Suspiros de España (y Portugal)
El agente topo
🌟🌟
Un documental sobre la vida en un asilo tiene poco recorrido
comercial. Muchos espectadores como yo, indolentes y embrutecidos, huimos del
melodrama como de la peste bubónica, y jamás nos asomaríamos a semejante propuesta porque hora y media de abandonos y
soledades, de premuertes y demencias, es mucho tiempo, y además hay demasiadas
tentaciones en la programación: el billar y las pelis, el fútbol y las seducciones...

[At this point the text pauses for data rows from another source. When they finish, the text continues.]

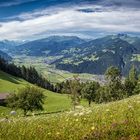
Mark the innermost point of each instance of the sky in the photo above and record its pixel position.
(34, 19)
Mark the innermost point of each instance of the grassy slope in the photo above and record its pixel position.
(54, 102)
(113, 121)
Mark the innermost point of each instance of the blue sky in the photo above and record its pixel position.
(33, 19)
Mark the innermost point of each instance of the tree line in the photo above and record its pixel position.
(30, 74)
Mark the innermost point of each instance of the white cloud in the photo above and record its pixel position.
(70, 20)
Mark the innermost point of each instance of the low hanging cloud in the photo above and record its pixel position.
(65, 20)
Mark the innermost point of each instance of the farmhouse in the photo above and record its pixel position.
(3, 97)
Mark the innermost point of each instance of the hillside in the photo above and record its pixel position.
(54, 102)
(117, 121)
(5, 56)
(76, 55)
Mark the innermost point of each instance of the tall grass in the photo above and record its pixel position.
(114, 121)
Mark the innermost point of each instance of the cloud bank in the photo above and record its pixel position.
(77, 20)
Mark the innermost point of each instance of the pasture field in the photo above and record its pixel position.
(118, 120)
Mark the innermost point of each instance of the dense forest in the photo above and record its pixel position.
(29, 74)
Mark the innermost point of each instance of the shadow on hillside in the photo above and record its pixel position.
(10, 79)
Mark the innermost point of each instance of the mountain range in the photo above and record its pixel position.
(78, 55)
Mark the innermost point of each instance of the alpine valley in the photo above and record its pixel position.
(76, 55)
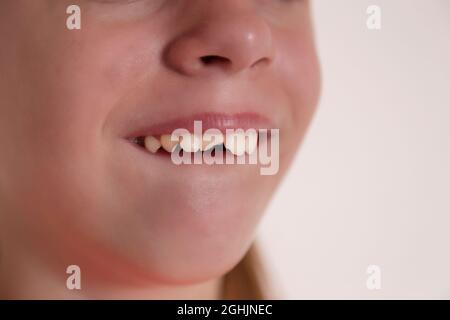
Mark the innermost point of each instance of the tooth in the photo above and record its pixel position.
(167, 143)
(210, 140)
(235, 143)
(252, 143)
(191, 143)
(152, 144)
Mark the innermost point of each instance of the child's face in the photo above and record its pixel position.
(72, 185)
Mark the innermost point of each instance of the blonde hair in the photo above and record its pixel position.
(248, 279)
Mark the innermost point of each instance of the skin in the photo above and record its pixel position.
(73, 192)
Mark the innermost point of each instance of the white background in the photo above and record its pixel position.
(371, 184)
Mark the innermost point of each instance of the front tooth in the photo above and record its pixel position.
(152, 144)
(191, 143)
(167, 143)
(235, 143)
(252, 143)
(210, 140)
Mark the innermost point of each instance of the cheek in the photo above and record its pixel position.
(299, 74)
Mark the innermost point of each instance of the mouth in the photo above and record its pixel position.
(235, 134)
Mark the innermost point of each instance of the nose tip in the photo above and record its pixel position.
(228, 44)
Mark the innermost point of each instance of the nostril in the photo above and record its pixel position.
(211, 60)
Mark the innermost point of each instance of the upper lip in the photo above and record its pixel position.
(220, 121)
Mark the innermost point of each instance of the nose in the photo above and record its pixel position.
(227, 37)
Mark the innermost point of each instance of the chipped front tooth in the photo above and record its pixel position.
(252, 142)
(235, 143)
(152, 144)
(212, 139)
(167, 143)
(191, 143)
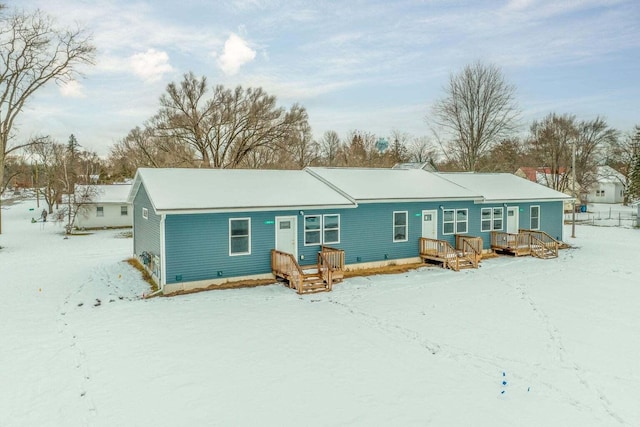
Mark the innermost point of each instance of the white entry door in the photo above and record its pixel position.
(512, 219)
(286, 234)
(430, 224)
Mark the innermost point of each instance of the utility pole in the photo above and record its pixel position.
(573, 188)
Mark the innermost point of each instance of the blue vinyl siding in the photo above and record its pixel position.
(197, 245)
(146, 232)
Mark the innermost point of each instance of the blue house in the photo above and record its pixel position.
(194, 228)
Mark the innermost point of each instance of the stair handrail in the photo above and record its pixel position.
(286, 263)
(542, 240)
(440, 249)
(325, 269)
(470, 253)
(334, 256)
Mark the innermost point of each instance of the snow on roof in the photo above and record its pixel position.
(364, 184)
(116, 193)
(503, 186)
(607, 174)
(224, 189)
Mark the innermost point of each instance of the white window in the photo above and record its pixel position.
(321, 229)
(331, 229)
(491, 219)
(535, 218)
(239, 236)
(455, 221)
(400, 227)
(312, 230)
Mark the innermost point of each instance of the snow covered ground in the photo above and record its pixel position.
(520, 341)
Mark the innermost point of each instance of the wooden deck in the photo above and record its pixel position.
(441, 251)
(526, 242)
(309, 279)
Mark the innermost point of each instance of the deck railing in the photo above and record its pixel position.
(518, 243)
(335, 258)
(441, 250)
(325, 269)
(542, 244)
(470, 244)
(283, 264)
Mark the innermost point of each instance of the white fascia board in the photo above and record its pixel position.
(421, 200)
(486, 201)
(253, 209)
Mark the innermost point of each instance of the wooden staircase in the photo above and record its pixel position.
(542, 245)
(526, 242)
(307, 280)
(450, 257)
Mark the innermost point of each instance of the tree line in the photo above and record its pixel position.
(475, 126)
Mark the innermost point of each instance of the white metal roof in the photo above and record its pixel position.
(608, 175)
(372, 185)
(503, 187)
(235, 189)
(116, 193)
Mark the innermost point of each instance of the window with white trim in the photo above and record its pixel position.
(321, 229)
(400, 226)
(455, 221)
(491, 219)
(239, 236)
(535, 218)
(331, 229)
(312, 230)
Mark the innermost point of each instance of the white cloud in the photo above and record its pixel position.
(72, 89)
(151, 65)
(236, 53)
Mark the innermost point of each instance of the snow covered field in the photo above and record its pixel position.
(520, 341)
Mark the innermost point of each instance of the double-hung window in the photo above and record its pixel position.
(491, 219)
(239, 236)
(535, 218)
(400, 226)
(321, 229)
(455, 221)
(331, 229)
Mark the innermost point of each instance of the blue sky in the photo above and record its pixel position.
(368, 65)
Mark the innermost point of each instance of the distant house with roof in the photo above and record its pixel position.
(194, 228)
(608, 188)
(560, 178)
(108, 207)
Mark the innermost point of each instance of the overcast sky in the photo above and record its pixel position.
(367, 65)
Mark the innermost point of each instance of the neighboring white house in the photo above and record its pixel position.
(609, 187)
(108, 209)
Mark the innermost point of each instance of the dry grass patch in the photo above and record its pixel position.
(145, 274)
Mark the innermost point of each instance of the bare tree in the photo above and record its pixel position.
(50, 160)
(33, 52)
(225, 128)
(422, 150)
(551, 145)
(624, 156)
(140, 148)
(477, 111)
(330, 147)
(78, 203)
(593, 137)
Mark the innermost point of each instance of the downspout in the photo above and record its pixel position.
(163, 264)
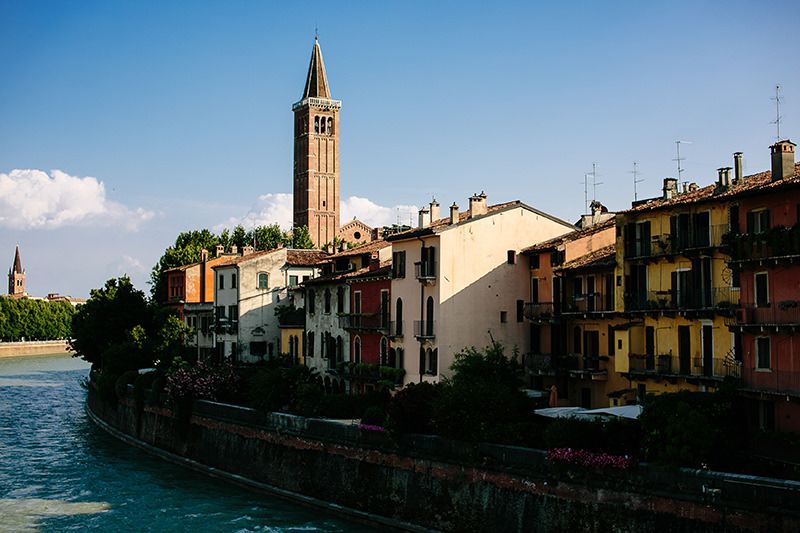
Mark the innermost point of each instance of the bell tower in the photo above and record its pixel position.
(316, 155)
(16, 278)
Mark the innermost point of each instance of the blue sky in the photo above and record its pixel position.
(183, 111)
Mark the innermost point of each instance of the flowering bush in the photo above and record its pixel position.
(590, 459)
(201, 382)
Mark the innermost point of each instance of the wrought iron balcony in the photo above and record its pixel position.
(712, 299)
(425, 270)
(424, 329)
(364, 322)
(781, 314)
(539, 311)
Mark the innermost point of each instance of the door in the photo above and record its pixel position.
(708, 351)
(684, 350)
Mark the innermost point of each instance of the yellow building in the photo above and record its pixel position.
(676, 289)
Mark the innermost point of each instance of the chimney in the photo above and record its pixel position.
(724, 180)
(782, 159)
(737, 167)
(670, 188)
(424, 217)
(477, 204)
(435, 211)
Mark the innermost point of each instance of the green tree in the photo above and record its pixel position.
(103, 328)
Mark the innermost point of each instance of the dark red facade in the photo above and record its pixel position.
(765, 257)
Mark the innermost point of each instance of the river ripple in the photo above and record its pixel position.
(59, 472)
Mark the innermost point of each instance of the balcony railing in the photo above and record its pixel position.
(774, 243)
(425, 270)
(588, 303)
(424, 329)
(785, 313)
(671, 365)
(774, 380)
(715, 298)
(364, 322)
(538, 311)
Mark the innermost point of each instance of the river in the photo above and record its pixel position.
(59, 472)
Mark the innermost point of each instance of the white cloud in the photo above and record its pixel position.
(34, 199)
(277, 208)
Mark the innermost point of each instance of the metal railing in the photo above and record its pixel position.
(772, 380)
(785, 313)
(714, 298)
(588, 303)
(364, 322)
(424, 329)
(396, 328)
(425, 270)
(538, 310)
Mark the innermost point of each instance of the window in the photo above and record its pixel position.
(312, 301)
(762, 353)
(762, 288)
(399, 264)
(384, 351)
(258, 349)
(340, 300)
(398, 317)
(757, 221)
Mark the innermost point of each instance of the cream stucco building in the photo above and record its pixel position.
(459, 282)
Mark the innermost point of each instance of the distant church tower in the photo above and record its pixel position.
(16, 277)
(316, 155)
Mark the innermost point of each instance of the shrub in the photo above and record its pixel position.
(411, 409)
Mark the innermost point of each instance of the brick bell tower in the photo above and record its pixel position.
(316, 155)
(16, 277)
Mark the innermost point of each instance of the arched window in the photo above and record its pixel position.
(340, 300)
(398, 318)
(384, 351)
(429, 317)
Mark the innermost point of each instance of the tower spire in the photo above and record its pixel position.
(317, 80)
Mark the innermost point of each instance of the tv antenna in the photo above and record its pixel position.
(595, 183)
(778, 99)
(678, 158)
(636, 179)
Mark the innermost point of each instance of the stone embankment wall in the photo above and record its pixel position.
(15, 349)
(425, 482)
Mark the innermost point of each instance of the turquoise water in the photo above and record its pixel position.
(59, 472)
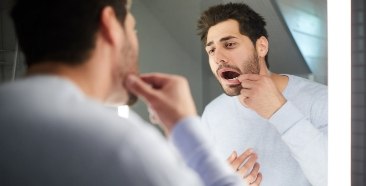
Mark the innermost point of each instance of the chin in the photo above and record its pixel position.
(232, 91)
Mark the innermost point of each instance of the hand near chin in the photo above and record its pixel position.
(168, 97)
(260, 93)
(246, 166)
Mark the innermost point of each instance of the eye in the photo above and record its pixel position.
(211, 51)
(230, 45)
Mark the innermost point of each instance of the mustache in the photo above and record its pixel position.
(221, 66)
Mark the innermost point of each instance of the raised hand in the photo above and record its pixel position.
(168, 97)
(246, 166)
(260, 93)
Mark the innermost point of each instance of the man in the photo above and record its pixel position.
(55, 130)
(280, 117)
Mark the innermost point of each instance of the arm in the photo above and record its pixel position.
(170, 99)
(307, 143)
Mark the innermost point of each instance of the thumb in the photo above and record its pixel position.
(137, 86)
(232, 157)
(263, 70)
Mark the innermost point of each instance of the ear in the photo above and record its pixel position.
(262, 46)
(110, 27)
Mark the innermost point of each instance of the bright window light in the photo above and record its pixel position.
(123, 111)
(339, 86)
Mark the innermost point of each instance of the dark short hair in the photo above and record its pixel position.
(60, 30)
(251, 24)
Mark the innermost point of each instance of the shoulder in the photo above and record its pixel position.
(220, 101)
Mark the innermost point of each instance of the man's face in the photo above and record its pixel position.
(230, 55)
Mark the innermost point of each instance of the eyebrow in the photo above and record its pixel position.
(221, 40)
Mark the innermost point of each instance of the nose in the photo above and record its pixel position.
(220, 57)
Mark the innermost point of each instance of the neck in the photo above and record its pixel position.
(280, 81)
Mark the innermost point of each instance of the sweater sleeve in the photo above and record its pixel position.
(307, 143)
(196, 150)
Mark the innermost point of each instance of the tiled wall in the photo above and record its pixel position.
(358, 94)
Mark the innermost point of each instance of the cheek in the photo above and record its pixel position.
(213, 66)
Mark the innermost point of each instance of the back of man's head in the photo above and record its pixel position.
(60, 30)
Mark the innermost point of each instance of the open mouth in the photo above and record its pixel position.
(229, 74)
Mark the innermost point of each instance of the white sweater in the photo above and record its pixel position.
(291, 145)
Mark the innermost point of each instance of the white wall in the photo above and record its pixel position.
(160, 52)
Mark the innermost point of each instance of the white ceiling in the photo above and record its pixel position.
(180, 18)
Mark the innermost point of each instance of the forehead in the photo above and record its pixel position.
(223, 29)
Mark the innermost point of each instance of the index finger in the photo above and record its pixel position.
(252, 77)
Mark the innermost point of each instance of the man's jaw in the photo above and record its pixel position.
(228, 76)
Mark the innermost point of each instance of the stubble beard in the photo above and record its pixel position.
(251, 67)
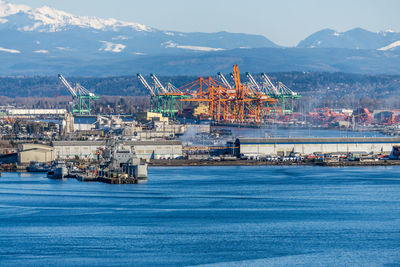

Yo, la verdad sea dicha, no es que esté hecho de piedra, pero
he decidido preocuparme sólo por el sufrimiento inmediato, y no por los sufrimientos
presentes o futuros. A mí, ahora, lo que me conmueven son las historias sobre
cuarentones divorciados, y sobre veinteañeros en desempleo. Mi yo y mi legado. Mi
lucha diaria y mi comedero de cabeza. También, porque aún tengo madre, me preocupan
las señoras mayores que no están para ir a un asilo, pero que viven solas y se
comen mucho la cabeza. Y sobre todo, por encima de cualquier otro drama, me
preocupan los delanteros del Real Madrid que parecen la monda lironda cuando
los fichamos y luego se regatean a sí mismos, se enredan, se lesionan todo el rato
y fallan goles cantados ante porteros vencidos. Esos son mis cuatro pesares
actuales, las cuatro nubes de mi tormenta. Todo lo demás -el asilo que acecha
en las navidades futuras, por ejemplo- me interesa más bien poco.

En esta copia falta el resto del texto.